Frank misses her so much. That’s where the ink became streaky, and Philippe knew instinctively that Deidre had cried when she wrote this part.

He’s not the same, Philippe. I don’t know why I’m telling you this, except that maybe you can get through to him. He looks at Jade’s picture and cries for hours. He locks himself in his study and won’t let me in, won’t let me touch him.

I have tried to comfort him, but he gets so angry sometimes. I swear he called out Nicki’s name the other night in his sleep.

He claims he dreamt of Jade and must have called out her mother’s name, asking for help to get Jade back.

I don’t know when you’ll get this letter, since you’re always on the move, but I hope it finds you well.

Tell our Jade we love her and miss her.

Deidre

The pieces were coming together. Philippe had heard the rumors that Frank insisted Deidre wear green contacts when she decided to shed her glasses. In another letter from Deidre she revealed Frank refused to touch her when she had her hair straightened and made her wear the same perfume that Nicolette wore. These facts sat before him in black and white, in the letters strewn across his desk.

All from Deidre. All written without Frank’s knowledge.

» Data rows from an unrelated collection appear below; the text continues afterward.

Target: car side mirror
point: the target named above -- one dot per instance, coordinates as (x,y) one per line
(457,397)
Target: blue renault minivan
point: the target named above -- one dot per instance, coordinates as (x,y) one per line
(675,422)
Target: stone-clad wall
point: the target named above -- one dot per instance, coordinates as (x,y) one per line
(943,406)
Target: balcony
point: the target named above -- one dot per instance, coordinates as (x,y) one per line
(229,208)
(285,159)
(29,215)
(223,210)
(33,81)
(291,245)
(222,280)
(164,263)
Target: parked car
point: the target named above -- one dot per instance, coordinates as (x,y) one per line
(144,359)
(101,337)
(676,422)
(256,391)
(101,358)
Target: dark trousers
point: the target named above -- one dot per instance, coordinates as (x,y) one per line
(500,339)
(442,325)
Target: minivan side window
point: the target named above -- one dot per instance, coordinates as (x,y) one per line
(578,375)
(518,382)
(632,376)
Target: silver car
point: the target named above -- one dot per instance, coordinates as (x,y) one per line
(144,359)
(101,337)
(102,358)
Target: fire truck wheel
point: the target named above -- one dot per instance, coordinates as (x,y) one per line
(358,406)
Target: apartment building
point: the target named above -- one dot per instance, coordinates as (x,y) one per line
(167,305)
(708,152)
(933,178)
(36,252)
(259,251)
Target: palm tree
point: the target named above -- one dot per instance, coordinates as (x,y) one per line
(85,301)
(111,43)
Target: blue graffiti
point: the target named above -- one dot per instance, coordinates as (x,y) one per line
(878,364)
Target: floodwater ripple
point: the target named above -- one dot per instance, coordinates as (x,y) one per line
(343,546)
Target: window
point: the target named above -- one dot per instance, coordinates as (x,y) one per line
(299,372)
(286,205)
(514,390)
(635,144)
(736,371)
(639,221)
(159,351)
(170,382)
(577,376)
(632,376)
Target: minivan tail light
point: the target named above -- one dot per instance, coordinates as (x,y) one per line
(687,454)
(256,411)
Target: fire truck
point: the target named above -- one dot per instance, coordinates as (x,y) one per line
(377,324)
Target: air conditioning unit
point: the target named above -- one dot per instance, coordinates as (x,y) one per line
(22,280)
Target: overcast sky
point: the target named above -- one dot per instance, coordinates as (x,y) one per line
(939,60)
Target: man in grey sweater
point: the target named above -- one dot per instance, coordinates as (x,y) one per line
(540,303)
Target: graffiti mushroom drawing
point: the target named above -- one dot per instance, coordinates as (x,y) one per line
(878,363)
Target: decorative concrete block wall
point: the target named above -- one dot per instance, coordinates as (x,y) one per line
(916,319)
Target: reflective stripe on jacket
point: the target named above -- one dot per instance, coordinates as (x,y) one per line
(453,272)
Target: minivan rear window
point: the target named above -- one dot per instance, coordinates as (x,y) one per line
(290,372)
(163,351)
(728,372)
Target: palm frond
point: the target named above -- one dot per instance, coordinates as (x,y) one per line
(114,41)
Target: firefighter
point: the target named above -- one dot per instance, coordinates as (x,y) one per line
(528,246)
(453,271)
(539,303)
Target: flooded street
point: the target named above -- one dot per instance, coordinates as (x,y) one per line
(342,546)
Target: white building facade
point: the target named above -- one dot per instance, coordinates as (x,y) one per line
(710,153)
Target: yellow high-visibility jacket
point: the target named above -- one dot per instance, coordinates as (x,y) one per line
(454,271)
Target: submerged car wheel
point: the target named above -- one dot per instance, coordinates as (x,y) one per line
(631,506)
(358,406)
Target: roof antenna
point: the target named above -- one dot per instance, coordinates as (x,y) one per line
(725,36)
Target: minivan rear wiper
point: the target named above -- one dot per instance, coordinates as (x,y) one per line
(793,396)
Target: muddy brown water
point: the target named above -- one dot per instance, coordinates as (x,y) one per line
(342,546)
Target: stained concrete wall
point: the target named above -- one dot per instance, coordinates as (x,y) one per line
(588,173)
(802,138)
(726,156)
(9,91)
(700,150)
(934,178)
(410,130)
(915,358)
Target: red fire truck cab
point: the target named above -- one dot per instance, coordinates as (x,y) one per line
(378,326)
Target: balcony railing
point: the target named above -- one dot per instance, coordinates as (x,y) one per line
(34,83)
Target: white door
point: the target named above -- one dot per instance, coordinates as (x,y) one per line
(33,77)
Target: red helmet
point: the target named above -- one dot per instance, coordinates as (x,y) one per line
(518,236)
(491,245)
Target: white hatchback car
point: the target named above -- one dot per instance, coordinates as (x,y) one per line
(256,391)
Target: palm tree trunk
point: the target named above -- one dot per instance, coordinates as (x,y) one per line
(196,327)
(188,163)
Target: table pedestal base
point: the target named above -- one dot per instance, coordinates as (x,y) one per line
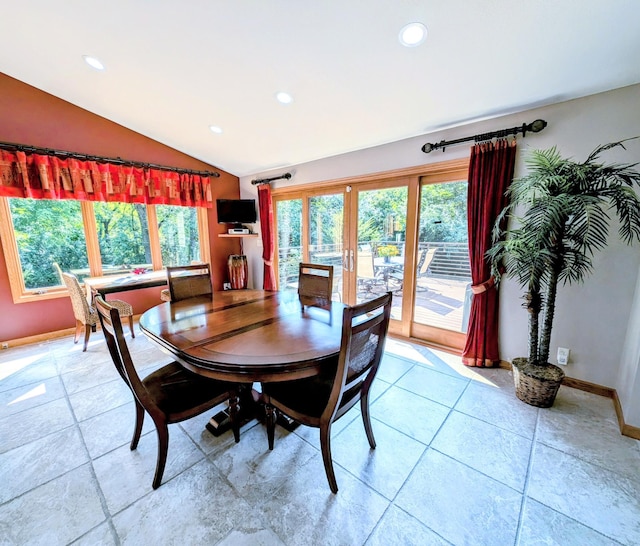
(251,407)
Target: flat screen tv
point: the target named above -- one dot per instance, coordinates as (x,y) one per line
(236,211)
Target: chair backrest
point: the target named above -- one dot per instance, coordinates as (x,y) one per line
(364,331)
(58,271)
(114,336)
(189,281)
(315,285)
(81,309)
(425,261)
(364,265)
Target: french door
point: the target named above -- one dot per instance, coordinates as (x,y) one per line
(403,232)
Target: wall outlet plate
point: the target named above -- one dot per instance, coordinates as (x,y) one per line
(563,356)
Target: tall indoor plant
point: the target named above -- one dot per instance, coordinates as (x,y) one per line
(559,217)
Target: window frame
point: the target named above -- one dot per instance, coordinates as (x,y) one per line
(21,294)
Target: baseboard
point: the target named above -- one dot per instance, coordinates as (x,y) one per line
(41,338)
(627,430)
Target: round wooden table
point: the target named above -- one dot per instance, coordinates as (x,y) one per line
(247,335)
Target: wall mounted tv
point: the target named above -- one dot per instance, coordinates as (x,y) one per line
(236,211)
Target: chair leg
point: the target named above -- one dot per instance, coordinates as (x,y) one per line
(234,416)
(325,444)
(87,333)
(131,326)
(366,419)
(79,329)
(139,422)
(163,447)
(271,423)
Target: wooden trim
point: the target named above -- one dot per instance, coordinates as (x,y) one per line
(585,386)
(40,338)
(11,254)
(91,238)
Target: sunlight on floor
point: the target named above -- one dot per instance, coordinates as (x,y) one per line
(10,367)
(40,390)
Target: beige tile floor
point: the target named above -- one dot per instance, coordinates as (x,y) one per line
(459,461)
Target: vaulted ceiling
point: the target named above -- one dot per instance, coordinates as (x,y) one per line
(173,69)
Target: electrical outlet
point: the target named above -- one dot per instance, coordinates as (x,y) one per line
(563,356)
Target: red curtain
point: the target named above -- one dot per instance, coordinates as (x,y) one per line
(490,174)
(51,177)
(266,227)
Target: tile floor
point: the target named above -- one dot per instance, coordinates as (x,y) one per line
(459,461)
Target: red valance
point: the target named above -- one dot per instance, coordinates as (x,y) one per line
(51,177)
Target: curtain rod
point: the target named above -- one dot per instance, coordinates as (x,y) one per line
(267,180)
(100,159)
(534,127)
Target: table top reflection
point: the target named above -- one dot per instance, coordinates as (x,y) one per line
(247,335)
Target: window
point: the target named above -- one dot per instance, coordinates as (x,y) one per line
(93,239)
(47,232)
(178,232)
(123,237)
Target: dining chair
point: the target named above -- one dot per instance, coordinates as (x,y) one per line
(319,401)
(315,285)
(170,394)
(85,314)
(189,281)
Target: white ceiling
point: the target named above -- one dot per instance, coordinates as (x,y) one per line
(175,68)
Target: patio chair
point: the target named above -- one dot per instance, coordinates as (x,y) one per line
(85,314)
(170,394)
(315,285)
(366,273)
(321,400)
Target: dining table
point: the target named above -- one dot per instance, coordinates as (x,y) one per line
(246,337)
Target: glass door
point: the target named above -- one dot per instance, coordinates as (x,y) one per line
(442,273)
(379,244)
(311,228)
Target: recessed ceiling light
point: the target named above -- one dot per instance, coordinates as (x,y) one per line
(413,34)
(93,62)
(284,98)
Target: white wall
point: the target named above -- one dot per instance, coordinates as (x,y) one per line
(591,319)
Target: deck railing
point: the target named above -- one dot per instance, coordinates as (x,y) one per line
(451,260)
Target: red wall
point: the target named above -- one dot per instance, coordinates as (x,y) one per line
(30,116)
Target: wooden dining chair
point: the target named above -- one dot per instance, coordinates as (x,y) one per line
(85,314)
(315,285)
(170,394)
(321,400)
(189,281)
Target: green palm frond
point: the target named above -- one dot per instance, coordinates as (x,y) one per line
(559,216)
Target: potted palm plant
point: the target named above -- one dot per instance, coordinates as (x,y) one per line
(558,217)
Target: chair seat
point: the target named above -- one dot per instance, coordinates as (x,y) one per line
(307,396)
(124,309)
(176,390)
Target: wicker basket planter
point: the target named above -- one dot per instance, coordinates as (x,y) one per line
(536,385)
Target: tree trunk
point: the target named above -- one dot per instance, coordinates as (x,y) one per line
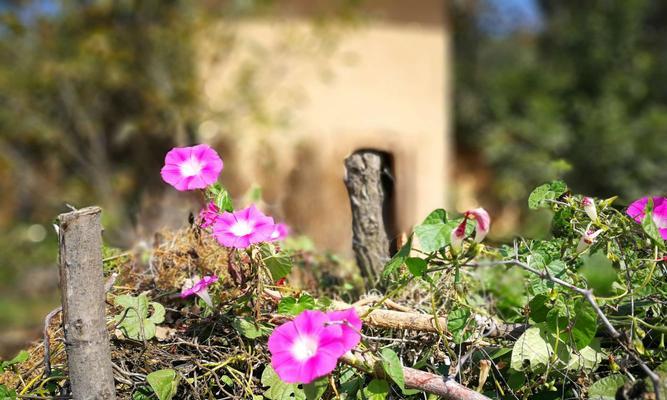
(83,302)
(369,184)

Then there was his strange sexual preference of never making love to her face-to-face. Always in the dark, always from behind-and she “even heard him mutter ‘sweet Nicki’ more than a few times” when he did have sex with her.

How had he missed this? On and on, the desperate woman’s pleas for help fell upon his deaf ears. If only, he thought. If only…

His own deadly virus would not be killing him.

Philippe still wasn’t exactly sure how Frank had done it, but he knew it was him. After the night his daughter disappeared, Philippe retrieved the virus from his den and, upon examining it more carefully later, noted that one vial had less virus than the others.

He knew exactly how much should be there. Enough to dose at least three people was missing. Frank was the only person, other than himself, who knew where he hid the virus.

“Excuse me, Mr. Laroque, the-uh-woman wants to have a word with you,” Mick, the treacherous Lamai, former employee at Blood Pool, said.

Philippe gathered the letters and placed them in a locked drawer in his desk. “Good. I want to talk with her as well.”

Raven watched Laroque enter the room, carrying a tray with food. The Lamai stood leaning against the door jamb. Philippe approached her. She felt the sting of the straps that held her onto the bed digging into her skin. He placed the tray on the table at the far end of the room.

Laroque smiled. “You look more like your mother now. Your mouth is the same, your complexion-even your hands are like hers.”

Raven ignored the small talk. “Are you going to kill me?”

Laroque’s expression was stone cold. “Probably. But I do have a deal to offer, if you’re interested. As long as you can help me, I’ll let you live. And depending on how well you do, maybe I’ll even let you go.”

She struggled against the straps. “What is it?”

He stared at her for a few moments before speaking. “What do you know about the virus?”

Raven couldn’t help herself from laughing as she asked him to repeat the question.